Journal of applied statistics·2026

Same journal

Homogeneity of multinomial populations when data are classified into a large number of groups.

Journal of applied statistics·2026

See all related articles

Search research articles

Related Experiment Video

Updated: Sep 8, 2025

A Cross-Disciplinary and Multi-Modal Experimental Design for Studying Near-Real-Time Authentic Examination Experiences

A Cross-Disciplinary and Multi-Modal Experimental Design for Studying Near-Real-Time Authentic Examination Experiences

Published on: September 4, 2019

Evaluation of robust outlier detection methods for zero-inflated complex data.

M Templ^1,2, J Gussenbauer³, P Filzmoser²

¹Zurich University of Applied Sciences, Winterthur, Switzerland.

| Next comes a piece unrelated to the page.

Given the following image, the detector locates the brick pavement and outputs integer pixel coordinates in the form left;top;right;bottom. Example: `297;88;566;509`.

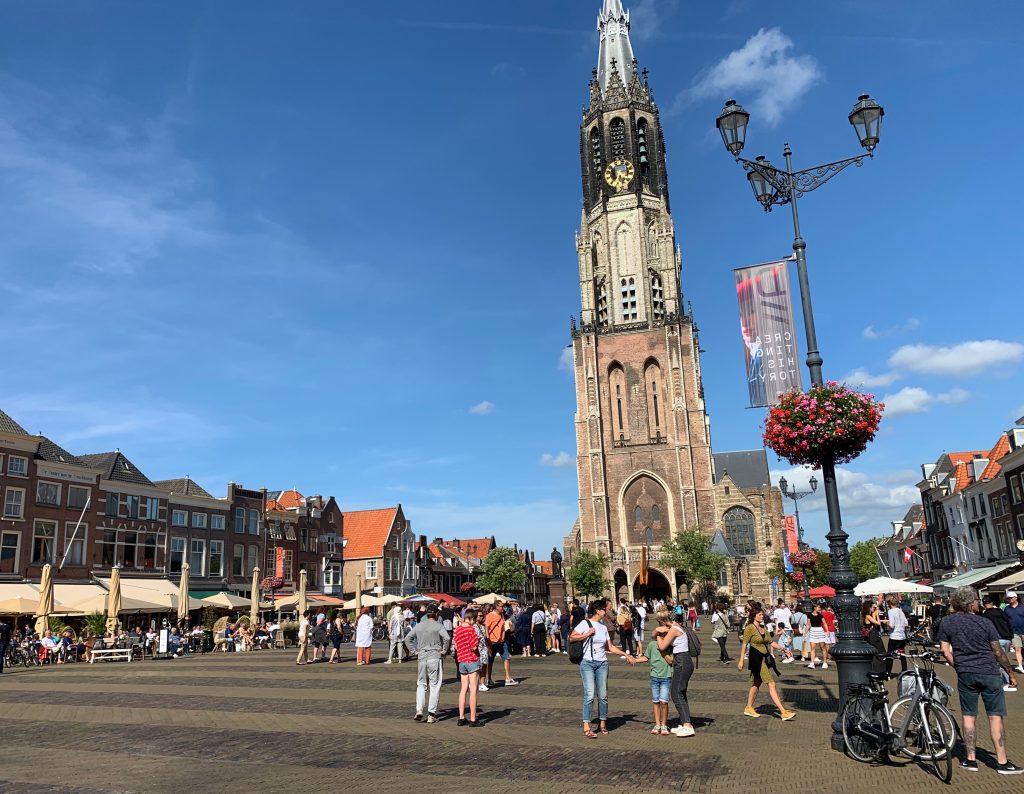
0;641;1024;794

Journal of Applied Statistics

|June 16, 2022

Summary

This summary is machine-generated.

Robust multivariate outlier detection methods effectively identify true outliers in complex datasets with zeros and compositional variables. These advanced techniques outperform univariate methods, improving data preprocessing for economic indicators like Purchase Power Parity.

Keywords:

62H86 Outlier detection household expenditures robust methods zeros

More Related Videos

An R-Based Landscape Validation of a Competing Risk Model

An R-Based Landscape Validation of a Competing Risk Model

Published on: September 16, 2022

Detection of Architectural Distortion in Prior Mammograms via Analysis of Oriented Patterns

Detection of Architectural Distortion in Prior Mammograms via Analysis of Oriented Patterns

Published on: August 30, 2013

Related Experiment Videos

Last Updated: Sep 8, 2025

A Cross-Disciplinary and Multi-Modal Experimental Design for Studying Near-Real-Time Authentic Examination Experiences

A Cross-Disciplinary and Multi-Modal Experimental Design for Studying Near-Real-Time Authentic Examination Experiences

Published on: September 4, 2019

An R-Based Landscape Validation of a Competing Risk Model

An R-Based Landscape Validation of a Competing Risk Model

Published on: September 16, 2022

Detection of Architectural Distortion in Prior Mammograms via Analysis of Oriented Patterns

Detection of Architectural Distortion in Prior Mammograms via Analysis of Oriented Patterns

Published on: August 30, 2013

Area of Science:

Statistics
Data Science
Econometrics

Background:

Outlier detection is crucial for data preprocessing, identifying non-conforming data points.
Many real-world datasets, including household expenditure data, contain structural zeros, missing values, and compositional variables, challenging traditional outlier detection methods.
Accurate outlier identification is vital for reliable estimation of economic indicators such as Purchase Power Parity.

Purpose of the Study:

To compare the performance of robust univariate and multivariate outlier detection methods on challenging datasets.
To assess the effectiveness of various methods in identifying outliers within data characterized by structural zeros, missing values, and compositional variables.
To evaluate outlier imputation strategies based on detection methods for improved indicator estimation.

Main Methods:

A complex simulation study was designed to mimic real-world data challenges, including structural zeros, missing values, and compositional variables.
Robust univariate and multivariate outlier detection techniques were applied and compared.
Performance was evaluated based on the ability to identify true outliers and influential observations, and the false discovery rate.

Main Results:

Robust multivariate outlier detection methods demonstrated superior performance compared to robust univariate methods.
The generalized S estimators (GSE), BACON-EEM algorithm, and a compositional method (CoDa-Cov) were identified as the best-performing techniques.
These top methods also excelled in outlier imputation, leading to more accurate indicator estimations.

Conclusions:

Multivariate robust methods are essential for accurate outlier detection in complex, real-world datasets.
Specific methods like GSE, BACON-EEM, and CoDa-Cov offer high effectiveness and low false discovery rates.
Integrating advanced outlier detection with imputation enhances the reliability of statistical indicators derived from challenging data.